In this paper, we empirically examine how information about a neighborhood affects the level of lending activity in it. Specifically, do lenders deny mortgage applications at higher rates in neighborhoods where they have little experience in evaluating applications, and/or in neighborhoods where the lending community in general has little experience? The analysis uses data collected under the Home Mortgage Disclosure Act (HMDA) for 1990 and 1991 to construct denial rates for each lender in each census tract, controlling for applicant characteristics observed in the HMDA data. We then estimate the relationship between these lender-tract denial rates and both the number of applications processed by the lender in that neighborhood and the number of applications processed by all lenders in that neighborhood, controlling for other characteristics of the census tract and for the lender.

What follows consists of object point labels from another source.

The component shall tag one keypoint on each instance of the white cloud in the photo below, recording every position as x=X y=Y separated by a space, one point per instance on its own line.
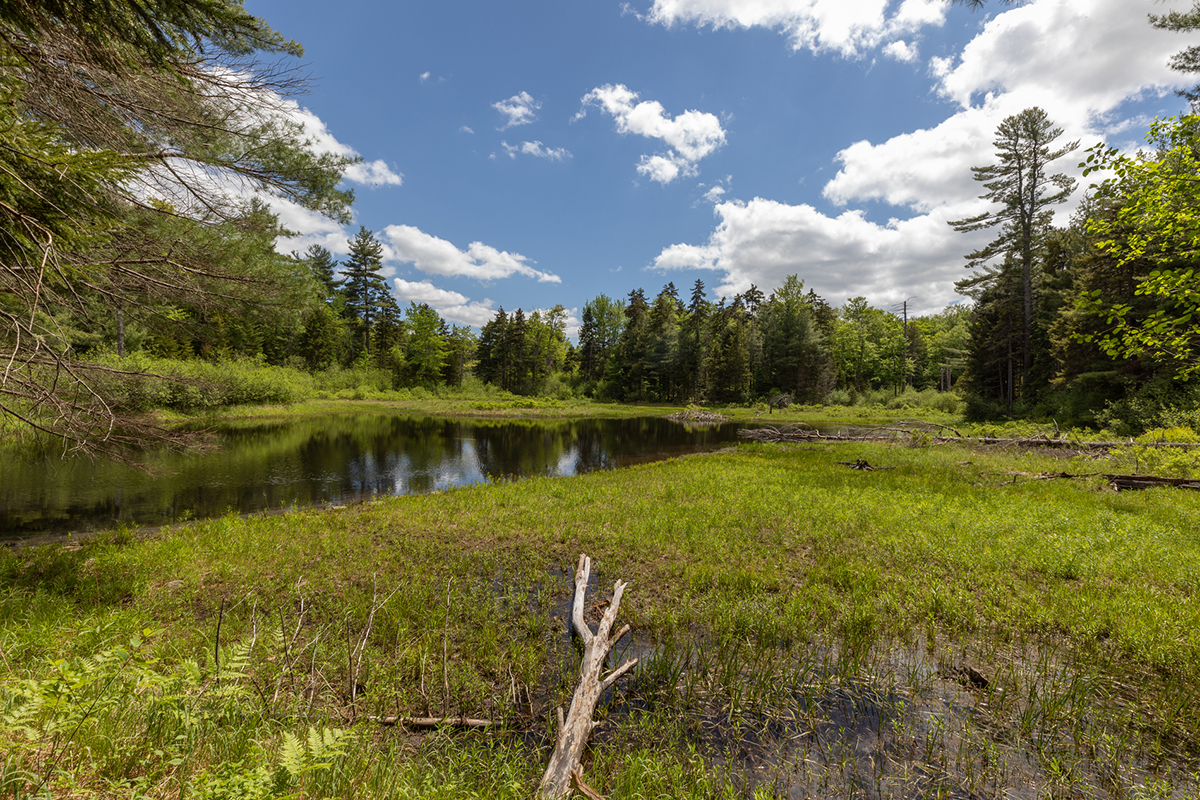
x=665 y=169
x=900 y=50
x=453 y=306
x=520 y=109
x=535 y=149
x=1079 y=60
x=839 y=25
x=765 y=241
x=690 y=136
x=406 y=244
x=373 y=173
x=573 y=320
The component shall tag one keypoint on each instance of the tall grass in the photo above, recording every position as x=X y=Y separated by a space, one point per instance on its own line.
x=804 y=629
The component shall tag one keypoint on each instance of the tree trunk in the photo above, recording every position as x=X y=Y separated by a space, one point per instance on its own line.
x=575 y=729
x=120 y=330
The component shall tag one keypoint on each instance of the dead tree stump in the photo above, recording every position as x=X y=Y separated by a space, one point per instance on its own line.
x=575 y=729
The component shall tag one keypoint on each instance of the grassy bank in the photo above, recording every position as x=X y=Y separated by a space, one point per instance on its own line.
x=940 y=629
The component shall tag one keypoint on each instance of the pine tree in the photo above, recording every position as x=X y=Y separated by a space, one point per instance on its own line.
x=491 y=349
x=366 y=292
x=1020 y=181
x=322 y=265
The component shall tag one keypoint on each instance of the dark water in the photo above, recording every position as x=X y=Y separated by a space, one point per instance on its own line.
x=333 y=459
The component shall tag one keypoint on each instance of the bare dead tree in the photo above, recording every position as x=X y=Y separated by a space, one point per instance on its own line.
x=120 y=119
x=575 y=729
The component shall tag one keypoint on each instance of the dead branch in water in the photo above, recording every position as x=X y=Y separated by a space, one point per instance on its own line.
x=433 y=722
x=576 y=727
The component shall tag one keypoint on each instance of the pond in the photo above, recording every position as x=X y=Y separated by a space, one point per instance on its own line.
x=329 y=459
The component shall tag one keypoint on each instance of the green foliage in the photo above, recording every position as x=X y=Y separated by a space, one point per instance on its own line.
x=202 y=385
x=1155 y=196
x=760 y=601
x=100 y=229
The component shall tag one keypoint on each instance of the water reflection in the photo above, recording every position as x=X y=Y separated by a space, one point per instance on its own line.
x=328 y=459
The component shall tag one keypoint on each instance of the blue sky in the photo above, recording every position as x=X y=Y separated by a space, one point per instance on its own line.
x=545 y=151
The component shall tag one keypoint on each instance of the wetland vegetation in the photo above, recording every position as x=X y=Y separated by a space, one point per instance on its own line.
x=943 y=629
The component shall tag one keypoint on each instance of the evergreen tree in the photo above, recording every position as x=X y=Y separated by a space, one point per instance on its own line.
x=627 y=370
x=694 y=342
x=366 y=292
x=425 y=352
x=793 y=350
x=515 y=355
x=601 y=325
x=1020 y=181
x=490 y=352
x=661 y=359
x=322 y=265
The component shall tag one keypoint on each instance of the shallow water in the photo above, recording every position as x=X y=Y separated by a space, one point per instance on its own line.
x=330 y=459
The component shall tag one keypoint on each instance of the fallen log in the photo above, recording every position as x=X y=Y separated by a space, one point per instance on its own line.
x=862 y=464
x=1120 y=482
x=433 y=722
x=936 y=434
x=576 y=727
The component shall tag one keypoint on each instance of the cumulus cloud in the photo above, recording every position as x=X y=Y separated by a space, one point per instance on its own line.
x=535 y=149
x=406 y=244
x=519 y=109
x=369 y=173
x=905 y=52
x=453 y=306
x=1080 y=60
x=763 y=241
x=845 y=28
x=690 y=136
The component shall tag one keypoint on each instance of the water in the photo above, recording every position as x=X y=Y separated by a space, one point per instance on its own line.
x=330 y=459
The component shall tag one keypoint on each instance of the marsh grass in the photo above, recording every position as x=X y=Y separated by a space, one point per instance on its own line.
x=807 y=630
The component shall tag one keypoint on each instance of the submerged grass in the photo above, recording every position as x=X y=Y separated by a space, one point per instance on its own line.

We find that the more applications a lender processes from a given neighborhood, the lower the neighborhood-lender denial rates -- both statistically and economically. Furthermore, we find that the low number of applications taken by individual lenders from specific low-income and minority neighborhoods does contribute to the relatively high denial rates in these neighborhoods. These findings are consistent with recent theoretical models linking redlining to incomplete information.


Suggested citation: Avery, Robert, Patricia Beeson, Mark Sniderman, 1996. “Neighborhood Information and Home Mortgage Lending,” Federal Reserve Bank of Cleveland, Working Paper no. 96-20.